MONTREAL, Dec. 17, 2024 (GLOBE NEWSWIRE) — Prime Drink Group Corp. (CSE: PRME) (“Prime” or the “Company”) is pleased to announce a best efforts non-brokered private placement offering of units of the Company (the “Units”) to raise maximum gross proceeds of $5,000,000 (the “Unit Offering”).
Each Unit will be offered at a price of $5,000 per Unit and is comprised of 20,000 common shares in the capital of the Company (the “Common Shares”) and 19,230 transferable share purchase warrants (the “Warrants”), resulting in the aggregate issuance of a maximum of 20,000,000 Common Shares issued at a deemed price per share of $0.25 and a maximum of 19,230,769 Warrants. Each Warrant entitles the holder to purchase a Common Share at a price of $0.26 per Common Share for a period of two (2) years from the closing date of the Unit Offering.

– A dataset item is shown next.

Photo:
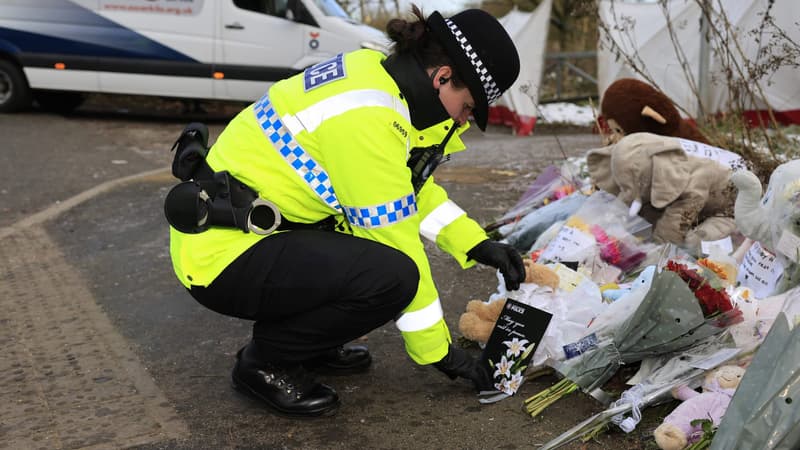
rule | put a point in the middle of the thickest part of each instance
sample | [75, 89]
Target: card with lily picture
[518, 331]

The Company will pay a cash finders’ fee in connection with the closing of the Unit Offering equal to 6% of the proceeds received by the Company from subscribers to the Unit Offering introduced to the Company by such arm’s length finders.
The Units were offered by way of private placement pursuant to exemptions from prospectus requirements under applicable securities laws. The securities underlying the Units issued pursuant to the Unit Offering are subject to resale restrictions, including a hold period of four months and one day from the date of issuance, in accordance with applicable Canadian securities laws. The Unit Offering is subject to the final approval of the Canadian Securities Exchange and any other applicable regulatory approvals.
The Company intends to use the net proceeds of the Unit Offering to develop its business and for general working capital purposes.
About Prime Drink Group
Prime Drink Group Corp (CSE: PRME) is a Québec-based corporation focused on becoming a leading diversified holding company in the beverage, influencer media and hospitality sectors.
NOT FOR DISTRIBUTION TO UNITED STATES WIRE SERVICES OR DISSEMINATION IN THE UNITED STATES. THIS NEWS RELEASE DOES NOT CONSTITUTE AN OFFER TO SELL OR A SOLICITATION OF AN OFFER TO BUY ANY OF THE SECURITIES IN THE UNITED STATES. THE SECURITIES HAVE NOT BEEN AND WILL NOT BE REGISTERED UNDER THE UNITED STATES SECURITIES ACT OF 1933, AS AMENDED (THE “U.S. SECURITIES ACT”) OR ANY STATE SECURITIES LAWS AND MAY NOT BE OFFERED OR SOLD WITHIN THE UNITED STATES OR TO U.S. PERSONS UNLESS REGISTERED UNDER THE U.S. SECURITIES ACT AND APPLICABLE STATE SECURITIES LAWS OR AN EXEMPTION FROM SUCH REGISTRATION IS AVAILABLE. THIS NEWS RELEASE DOES NOT CONSTITUTE AN OFFER OR SALE OF SECURITIES IN THE UNITED STATES.
For further information, please contact:
Jean Gosselin, Secretary
Phone: (514) 394-7717
Email: [email protected]
Forward-Looking Information
This press release contains “forward-looking information” within the meaning of applicable Canadian securities legislation. Generally, forward-looking information can be identified by the use of forward-looking terminology such as “plans”, “expects” or “does not expect”, “is expected”, “budget”, “scheduled”, “estimates”, “forecasts”, “intends”, “anticipates” or “does not anticipate”, or “believes”, or variations (including negative and grammatical variations) of such words and phrases or statements that certain acts, events or results “may”, “could”, “would”, “might” or “will be taken”, “occur” or “be achieved”. Forward-looking information in this press release may include, without limitation, statements relating: (i) to the completion of the Unit Offering, (ii) the issuance of the underlying securities, (iii) receipt of all necessary approvals for the Unit Offering, and (iv) the intended use of proceeds of the Unit Offering.
These statements are based upon assumptions that are subject to significant risks and uncertainties, including risks regarding the beverage industry, the Unit Offering is completed as currently contemplated, all regulatory approvals are received for the Unit Offering, market conditions, general economic factors, and the equity markets generally. Because of these risks and uncertainties and as a result of a variety of factors, the actual results, expectations, achievements or performance of Prime may differ materially from those anticipated and indicated by these forward-looking statements. Any number of factors could cause actual results to differ materially from these forward-looking statements as well as future results. Although Prime believes that the expectations reflected in forward-looking statements are reasonable, they can give no assurances that the expectations of any forward-looking statements will prove to be correct. Except as required by law, Prime disclaims any intention and assumes no obligation to update or revise any forward-looking statements to reflect actual results, whether as a result of new information, future events, changes in assumptions, changes in factors affecting such forward-looking statements or otherwise.
Neither the Canadian Securities Exchange nor its Regulation Services Provider accepts responsibility for the adequacy or accuracy of this release.